The Banker and the Blackfoot

A Memoir of My Grandfather in Chinook Country

Reviewed by Ray Argyle

Posted February 1, 2017

The cycle of life on the Canadian prairies has always revolved around the land. From Aboriginal reliance on the bison, to the pursuit by fur traders of the beaver, the dependence of European settlers on their harvests of grain, and the critical role of oil, natural gas, and potash in the modern economy, it always goes back to the land.

Two books explore this reality from different perspectives. In A World We Have Lost: Saskatchewan Before 1905, noted historian Bill Waiser reveals a sweeping panorama of the archaeology and Indigenous life of the region and the factors that played into its development. J. Edward Chamberlin takes a more personal approach in The Banker and the Blackfoot, a memoir of his grandfather John Cowdry’s pioneering adventures in the years before Saskatchewan and Alberta attained provincehood in 1905.

Waiser sets the stage with the arrival of Hudson’s Bay Company trader Henry Kelsey in 1691. He has “entered a landscape never encountered before by a European … a new world, at least to him, featuring gently undulating grasslands, small isolated groves of aspen poplar, chains of wetlands, and occasional dense brush-filled ravines.” Kelsey was “allowed to enter an Aboriginal world that had its own distinct territories, nations, traditions, and legends.” How the Europeans betrayed the goodwill shown them, forcing prairie First Nations into sickness, submission, and starvation, is a recurring theme of A World We Have Lost.

Almost half of this hefty, handsome book, replete with double-page colour spreads of the land, is devoted to the Hudson’s Bay Company. Waiser credits it with having had a more humane attitude toward the original inhabitants than did Canadian politicians and bureaucrats after the purchase of Rupert’s Land by the new Dominion of Canada in 1869.

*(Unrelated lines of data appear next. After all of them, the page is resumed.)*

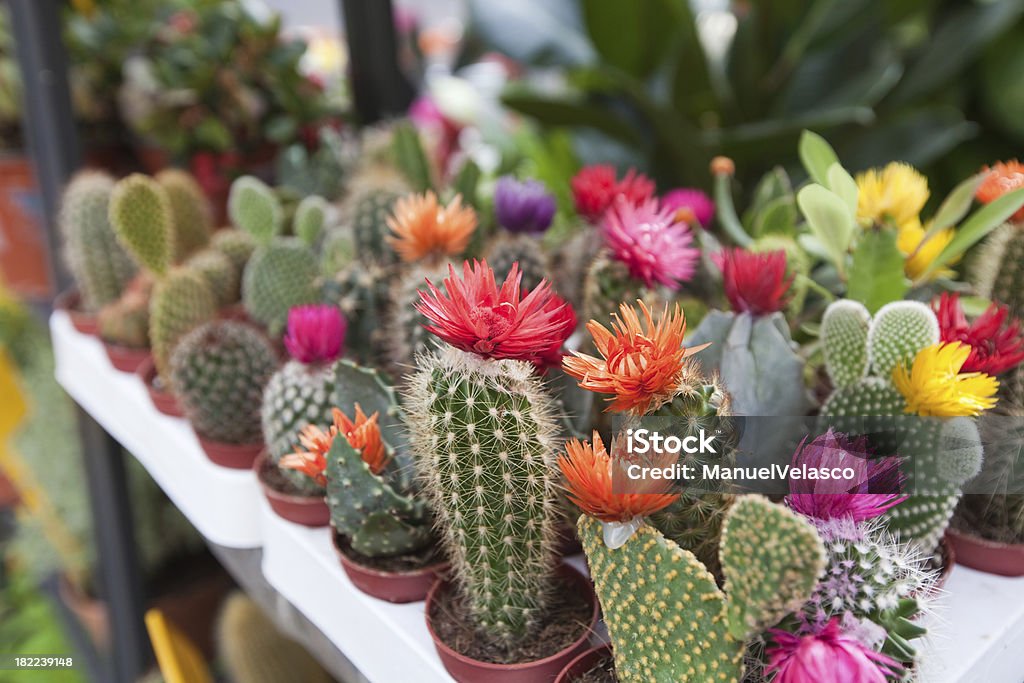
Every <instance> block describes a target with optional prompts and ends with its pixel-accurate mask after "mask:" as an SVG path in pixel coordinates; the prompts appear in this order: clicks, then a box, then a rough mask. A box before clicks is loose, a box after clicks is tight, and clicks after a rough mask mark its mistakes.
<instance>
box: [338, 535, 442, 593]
mask: <svg viewBox="0 0 1024 683" xmlns="http://www.w3.org/2000/svg"><path fill="white" fill-rule="evenodd" d="M331 537H332V540H333V543H334V552H335V553H336V554H337V555H338V559H339V560H340V561H341V566H342V568H343V569H345V574H346V575H347V577H348V579H349V581H351V582H352V583H353V584H355V587H356V588H357V589H359V590H360V591H362V592H364V593H366V594H367V595H372V596H373V597H375V598H378V599H379V600H386V601H387V602H395V603H404V602H419V601H420V600H423V599H424V598H426V597H427V594H428V593H430V590H431V588H432V587H433V586H434V584H436V583H437V578H438V577H439V575H440V574H441V573H443V572H444V570H445V569H447V566H449V563H447V562H445V561H443V560H441V561H438V562H435V563H434V564H430V565H428V566H425V567H422V568H420V569H413V570H411V571H384V570H383V569H376V568H374V567H370V566H367V565H365V564H359V563H358V562H356V561H355V560H353V559H351V558H349V557H348V556H347V555H346V554H345V552H344V550H343V549H342V548H340V547H339V546H338V535H337V533H332V535H331Z"/></svg>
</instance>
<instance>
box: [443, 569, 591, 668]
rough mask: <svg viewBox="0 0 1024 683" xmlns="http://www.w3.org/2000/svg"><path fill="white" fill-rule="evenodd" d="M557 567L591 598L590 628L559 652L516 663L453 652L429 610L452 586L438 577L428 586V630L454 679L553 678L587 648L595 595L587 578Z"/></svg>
mask: <svg viewBox="0 0 1024 683" xmlns="http://www.w3.org/2000/svg"><path fill="white" fill-rule="evenodd" d="M558 571H559V572H560V573H561V574H562V575H563V577H565V578H566V579H568V580H569V581H571V582H572V583H573V585H575V586H577V587H578V590H579V591H580V592H581V593H585V594H586V595H587V596H588V598H589V599H590V601H591V603H592V611H591V617H590V628H589V629H587V630H586V631H584V633H583V634H581V635H580V637H579V638H577V640H575V641H574V642H573V643H571V644H570V645H568V646H567V647H565V648H563V649H562V650H561V651H559V652H555V653H554V654H552V655H550V656H547V657H545V658H543V659H536V660H534V661H522V663H517V664H490V663H488V661H479V660H477V659H474V658H472V657H469V656H466V655H465V654H460V653H459V652H456V651H455V650H454V649H452V648H451V647H449V646H447V645H446V644H445V643H444V642H443V641H442V640H441V639H440V638H438V637H437V633H436V632H435V631H434V625H433V623H432V620H431V612H432V611H433V610H432V609H431V607H432V604H433V602H434V601H435V600H437V599H438V596H440V595H442V594H443V593H444V592H446V591H450V590H452V586H451V584H449V583H446V582H444V581H443V580H438V581H437V583H435V584H434V585H433V587H432V588H431V589H430V593H428V594H427V604H426V616H427V630H428V631H429V632H430V637H431V638H432V639H433V641H434V647H436V648H437V654H438V655H439V656H440V658H441V664H443V665H444V668H445V669H446V670H447V672H449V674H451V675H452V677H453V678H454V679H455V680H456V681H459V683H476V682H482V681H486V683H548V682H550V681H554V680H555V678H556V677H557V676H558V674H559V673H560V672H561V671H562V670H563V669H564V668H565V666H566V665H567V664H568V663H569V661H571V660H572V659H573V658H575V657H577V656H579V655H580V653H582V652H583V651H584V650H586V649H587V643H588V640H589V639H590V635H591V633H592V632H593V630H594V626H595V625H596V624H597V617H598V611H599V608H598V602H597V596H595V595H594V591H593V588H592V586H591V583H590V580H589V579H587V578H586V577H584V575H583V574H582V573H580V571H578V570H577V569H574V568H572V567H571V566H569V565H567V564H562V565H560V566H559V568H558Z"/></svg>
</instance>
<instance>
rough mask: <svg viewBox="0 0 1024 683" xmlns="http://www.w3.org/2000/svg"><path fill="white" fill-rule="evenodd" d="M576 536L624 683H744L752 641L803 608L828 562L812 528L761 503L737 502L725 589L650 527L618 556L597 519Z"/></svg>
mask: <svg viewBox="0 0 1024 683" xmlns="http://www.w3.org/2000/svg"><path fill="white" fill-rule="evenodd" d="M579 530H580V538H581V539H582V540H583V545H584V550H585V552H586V553H587V560H588V563H589V565H590V570H591V577H592V578H593V580H594V586H595V589H596V590H597V594H598V598H599V599H600V601H601V607H602V609H603V611H604V620H605V623H606V624H607V625H608V633H609V635H610V636H611V643H612V649H613V651H614V655H615V675H616V676H617V677H618V680H621V681H663V680H664V681H669V680H672V681H683V682H687V683H698V682H699V683H703V682H705V681H711V680H715V681H732V682H734V683H738V681H740V680H742V677H743V671H744V666H743V655H744V652H745V650H746V643H748V640H749V639H750V638H752V637H755V636H758V635H759V634H760V633H761V632H762V631H764V630H765V629H767V628H769V627H771V626H773V625H775V624H776V623H778V622H779V621H780V620H782V618H783V617H784V616H786V615H787V614H790V613H792V612H795V611H797V610H799V609H800V608H801V607H802V606H803V604H804V603H805V602H806V601H807V600H808V598H809V597H810V596H811V594H812V591H813V590H814V586H815V584H816V582H817V578H818V575H819V574H820V573H821V571H822V570H823V568H824V563H825V559H824V548H823V547H822V544H821V541H820V540H819V539H818V536H817V533H816V531H815V530H814V527H813V526H811V525H810V524H809V523H808V522H807V521H806V520H804V519H803V518H802V517H800V516H798V515H796V514H795V513H793V512H790V511H788V510H786V509H785V508H783V507H781V506H778V505H774V504H772V503H770V502H768V501H767V500H766V499H764V498H761V497H759V496H744V497H742V498H741V499H739V500H737V501H736V503H735V505H733V506H732V508H730V510H729V512H728V514H727V516H726V521H725V525H724V528H723V533H722V548H721V563H722V569H723V572H724V574H725V586H724V590H723V589H719V588H718V586H717V585H716V583H715V578H714V575H713V574H712V573H711V572H710V571H708V569H707V567H705V565H702V564H701V563H700V562H699V561H698V560H697V559H696V557H694V555H693V554H692V553H690V552H689V551H686V550H683V549H681V548H679V546H677V545H676V544H675V543H674V542H672V541H670V540H668V539H666V538H665V537H664V536H663V535H662V533H660V532H659V531H658V530H657V529H655V528H653V527H651V526H645V525H642V526H640V527H639V528H638V529H637V531H636V532H635V533H634V535H633V536H632V537H631V538H630V539H629V540H627V541H626V542H625V543H624V544H623V545H622V546H621V547H618V548H615V549H612V548H609V547H608V546H607V545H606V543H605V541H604V535H603V528H602V523H601V522H600V521H598V520H597V519H594V518H593V517H589V516H586V515H584V516H582V517H581V518H580V523H579ZM638 629H642V631H638Z"/></svg>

Canadians had little interest in the Northwest but feared American expansionism after the United States bought Alaska. “If Englishmen will not go there, Yankees will,” declared Sir John A. Macdonald. Waiser defends Macdonald against charges of racism, saying that if he “believed Indians were a hopelessly doomed people … he would not have wasted time dealing with them.” Instead, Macdonald believed, “They had to be educated, Christianized, and enfranchised.” Such thinking led to the horror of the residential schools. Waiser charts the course of the Riel Rebellion, the faltering efforts to bring settlers to the West’s fertile belt, and the eventual creation of the provinces of Alberta and Saskatchewan. “If Saskatchewan was going to secure its destiny, then Indians [and the Metis] were expected to ride off into oblivion and never be heard from again.”

J. Edward Chamberlin’s memoir of his grandfather’s life in southern Alberta, where the Blackfoot held sway, offers a more optimistic tone. The point of view is that of the white settlers, but Chamberlin insists that they “tried to fashion a Commonwealth in Chinook country that would accommodate Blackfoot sovereignty and new settlement.”

In Fort Macleod, John Cowdry found a town consisting of a “wide muddy lane with a row of dirty, half-finished wooden shanties.” Riding down that street, Cowdry spotted a rider coming toward him. They eyed each other warily, communicating by sign language. Cowdry had met Crop Eared Wolf, adopted son of the chief of the Blood tribe of Blackfoot. Cowdry became known as Sorreltop Jack, for the burnt chestnut colour of both his hair and his horse. The two men would become lifelong friends and allies.

The white traders and settlers, according to Chamberlin, came with but one intention: to make money. Their entrepreneurial spirit led them to open stores and saloons, livery stables, hotels, and law offices and to build churches and schools. Most arrived with money in their saddlebags: government cash if they were North West Mounted Police (NWMP) or veterans of the Canadian militia; pay handed out by trail bosses if they were cowboys; or capital advanced by old country investors if they were ranchers. Even the Blackfoot had cash: Chiefs received twenty-five dollars per year and band members five dollars by the terms of Treaty Seven.

Although cowboys had a few coins in their pockets, their bosses needed access to credit while they awaited the proceeds of cattle sales. When Ned Maunsell, an exwhisky trader, former NWMP member, and would-be cattle rancher, wrote home to Ireland for start-up money, he found no takers for the letter of credit he received. (Maunsell tried to ride to Fort Benton, in Montana, but he fell through the ice while crossing a river and froze his feet.)

John Cowdry told his brother Nathaniel, “That’s what banks are for.” The two launched the Cowdry Brothers Bank in Fort Macleod in 1886. It would thrive in the service of a growing population, allowing them to sell out to the Canadian Bank of Commerce in 1905 for a comfortable $105,904 — the equivalent of $2.5 million today. John invested part of his windfall in a twelve-thousand-head cattle ranch with Maunsell. He persevered, despite losing two wives and two children to various illnesses.

These books offer compelling accounts of how European society collided with Indigenous peoples in the West and how those on each side of the divide contended with the consequences.